Coach Rudi Trianto said the students were taught that pencak silat is first and foremost about self-defence.
“We teach our students how to fall so they know how to bounce back in life,” he said. “We don’t teach them to be arrogant or to have a killer instinct.”
The basic energy style featured in hit Indonesian action film “The Raid” and its sequel, which starred pencak silat fighters Yayan Ruhian and Iko Uwais.
– ‘Cultural diplomacy’ –
The version that will feature in the Asian Games is likely to be one of the traditional fighting styles.
“It will pave the way for us to reach our two main goals — competing in the Olympics and for pencak silat to be recognised as part of Indonesia’s national heritage by UNESCO,” said sports ministry spokesman Gatot Dewa Broto.
UNESCO draws up a list of “Intangible Cultural Heritage” around the world that is in need of protection.
Gaining entry into the Asian Games, the biggest multi-sport event in the world after the Olympics, was easy because Indonesia, as hosts, could nominate the sport for inclusion themselves.
Officials concede getting pencak silat into the Olympics will be far tougher.
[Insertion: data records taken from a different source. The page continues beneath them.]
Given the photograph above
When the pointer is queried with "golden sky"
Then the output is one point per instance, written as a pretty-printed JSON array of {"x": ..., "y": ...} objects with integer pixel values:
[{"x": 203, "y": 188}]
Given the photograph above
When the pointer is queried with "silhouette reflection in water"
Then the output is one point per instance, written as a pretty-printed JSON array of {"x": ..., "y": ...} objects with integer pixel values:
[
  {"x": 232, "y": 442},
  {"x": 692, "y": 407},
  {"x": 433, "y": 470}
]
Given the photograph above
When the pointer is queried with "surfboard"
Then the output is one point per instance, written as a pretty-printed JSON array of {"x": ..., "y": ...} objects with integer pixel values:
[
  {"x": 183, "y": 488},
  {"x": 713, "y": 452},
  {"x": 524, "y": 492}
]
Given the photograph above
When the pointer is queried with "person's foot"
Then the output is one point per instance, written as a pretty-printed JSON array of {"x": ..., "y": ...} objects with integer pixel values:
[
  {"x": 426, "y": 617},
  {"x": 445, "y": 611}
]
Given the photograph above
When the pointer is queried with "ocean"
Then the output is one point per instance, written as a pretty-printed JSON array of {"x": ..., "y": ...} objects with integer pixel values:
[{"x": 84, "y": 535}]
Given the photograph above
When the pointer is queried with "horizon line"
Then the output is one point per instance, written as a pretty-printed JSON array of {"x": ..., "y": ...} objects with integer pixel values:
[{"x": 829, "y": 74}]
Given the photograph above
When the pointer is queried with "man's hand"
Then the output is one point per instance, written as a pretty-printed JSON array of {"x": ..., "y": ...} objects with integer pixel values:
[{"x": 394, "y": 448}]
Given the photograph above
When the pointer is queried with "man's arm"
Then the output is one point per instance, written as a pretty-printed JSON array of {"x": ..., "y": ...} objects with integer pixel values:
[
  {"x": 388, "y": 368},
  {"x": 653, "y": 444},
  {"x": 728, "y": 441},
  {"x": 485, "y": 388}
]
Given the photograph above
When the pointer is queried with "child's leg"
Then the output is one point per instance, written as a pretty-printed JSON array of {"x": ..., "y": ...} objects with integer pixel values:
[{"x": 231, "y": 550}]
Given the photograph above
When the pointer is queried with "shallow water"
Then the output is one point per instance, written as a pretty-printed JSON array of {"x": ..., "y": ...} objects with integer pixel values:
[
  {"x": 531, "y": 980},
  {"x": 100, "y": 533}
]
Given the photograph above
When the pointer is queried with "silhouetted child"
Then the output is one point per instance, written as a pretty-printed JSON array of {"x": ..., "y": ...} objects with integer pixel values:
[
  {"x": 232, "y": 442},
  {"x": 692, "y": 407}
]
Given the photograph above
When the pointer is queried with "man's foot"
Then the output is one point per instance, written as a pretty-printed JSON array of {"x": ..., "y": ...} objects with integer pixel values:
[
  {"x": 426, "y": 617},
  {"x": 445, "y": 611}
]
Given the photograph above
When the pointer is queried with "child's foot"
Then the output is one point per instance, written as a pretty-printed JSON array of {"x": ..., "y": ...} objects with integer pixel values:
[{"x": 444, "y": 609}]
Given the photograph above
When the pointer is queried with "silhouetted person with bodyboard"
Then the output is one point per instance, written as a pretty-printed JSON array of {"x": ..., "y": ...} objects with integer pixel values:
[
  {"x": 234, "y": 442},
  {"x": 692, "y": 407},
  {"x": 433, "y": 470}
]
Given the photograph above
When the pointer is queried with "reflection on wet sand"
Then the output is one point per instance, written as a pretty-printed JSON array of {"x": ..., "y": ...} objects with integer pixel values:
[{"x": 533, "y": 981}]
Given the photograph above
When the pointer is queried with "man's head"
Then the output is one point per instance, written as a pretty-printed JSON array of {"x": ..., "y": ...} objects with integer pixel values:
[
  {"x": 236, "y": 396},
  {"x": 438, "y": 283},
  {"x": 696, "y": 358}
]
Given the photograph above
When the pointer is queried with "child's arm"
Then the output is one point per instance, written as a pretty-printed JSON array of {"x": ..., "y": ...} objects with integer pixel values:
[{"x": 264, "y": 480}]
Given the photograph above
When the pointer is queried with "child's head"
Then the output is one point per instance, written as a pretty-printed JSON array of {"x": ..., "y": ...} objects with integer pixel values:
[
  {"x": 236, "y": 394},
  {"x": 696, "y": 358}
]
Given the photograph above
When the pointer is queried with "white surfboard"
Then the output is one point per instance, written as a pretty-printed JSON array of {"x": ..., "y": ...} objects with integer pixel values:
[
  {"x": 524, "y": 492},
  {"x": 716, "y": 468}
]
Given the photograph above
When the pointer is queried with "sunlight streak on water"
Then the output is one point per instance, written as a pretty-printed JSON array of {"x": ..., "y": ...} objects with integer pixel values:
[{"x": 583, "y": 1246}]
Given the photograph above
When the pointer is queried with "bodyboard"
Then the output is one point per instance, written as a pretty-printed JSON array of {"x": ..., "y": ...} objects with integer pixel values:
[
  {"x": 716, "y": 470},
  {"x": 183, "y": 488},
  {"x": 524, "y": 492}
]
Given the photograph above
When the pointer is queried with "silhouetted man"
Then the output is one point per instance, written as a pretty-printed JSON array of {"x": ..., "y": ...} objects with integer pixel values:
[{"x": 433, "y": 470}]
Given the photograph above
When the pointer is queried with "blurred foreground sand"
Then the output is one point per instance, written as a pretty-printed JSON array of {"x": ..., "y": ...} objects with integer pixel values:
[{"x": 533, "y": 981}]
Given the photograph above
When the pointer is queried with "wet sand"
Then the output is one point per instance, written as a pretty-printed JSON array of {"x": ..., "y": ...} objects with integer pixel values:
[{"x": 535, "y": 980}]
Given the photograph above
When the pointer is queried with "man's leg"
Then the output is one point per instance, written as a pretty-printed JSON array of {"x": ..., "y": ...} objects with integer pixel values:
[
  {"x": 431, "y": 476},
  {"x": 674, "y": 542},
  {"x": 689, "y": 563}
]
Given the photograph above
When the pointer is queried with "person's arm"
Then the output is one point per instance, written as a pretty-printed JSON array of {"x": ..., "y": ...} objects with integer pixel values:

To become an Olympic event, a sport must first be recognised by the International Olympic Committee and then a long, costly campaign is necessary before a final decision is taken.
Still, proponents of the sport are upbeat and want pencak silat to be central to a drive to promote Indonesia globally, comparing it to the success of South Korean entertainment exports which have helped familiarise the world with Korean culture.
“It is just like when South Korea was trying to promote K-pop,” said Broto. “We should make pencak silat part of cultural diplomacy.”